Austin seems to be doing a bit better but I think he misses his
brother, especially for snuggling as the weather grows cooler.
He goes over a lot to the spot where Gene "camped" in
the days before his death. It breaks my heart now when I see Austin
take his little plush dinosaur toy and wrap all around it before
he goes to sleep.
Personally, a month after his death, I think I miss Eugene MORE
I debated on whether or not to add the following after I found
a scrap of paper with a few notes scribbled on it the day after
Eugene died. But I will.
After Eugene died, we held him and cried and were disbelieving.
He was truly a little angel. As usual, even worse then usual,
he was a very dirty and ragged angel. I brushed him and Paul helped
me wash him. Poor little thing, he had so much dried diarrhea
on his back legs, and mats in his fur. We made him look beautiful
again, this time forever. Paul took the top off Gene's pet carrier
and lined it with a dark green towel, then gently laid Gene down
and covered him up to his chin.
We put the carrier on the floor in front of the sofa and sat
there stunned. We decided to open a good bottle of wine and have
a toast to our sweet comic and curious cat. While we toasted a
life well lived, Austin walked over, touched his nose to Eugene,
then sat down by Eugene's head, as if to guard him.

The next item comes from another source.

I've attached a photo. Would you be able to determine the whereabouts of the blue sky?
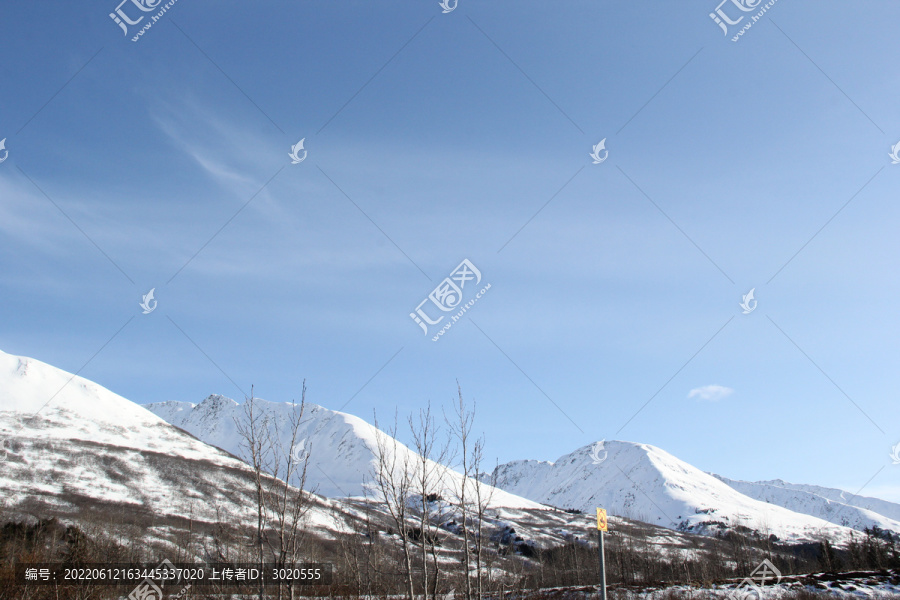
[0,0,900,500]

Though it may seem morbid, we didn't want to let go of Eugene.
That night, we moved his carrier up to the bedroom and sat it
next to the bed. It seemed wrong to go to sleep without Gene in
the bed with us.
Taking Eugene to the vet the morning after his death was incredibly
difficult. I cried a lot and could not believe that I would never
see my furry little bunny again. Paul was numb with grief.
Then I had to go to work. And when I came home in the early hours
of the morning, the house slept quietly. And for the first time,
there was no little Gener to greet me at the top of the basement
stairs. Eugene will never be there again.
What a difference a sweet little animal can make.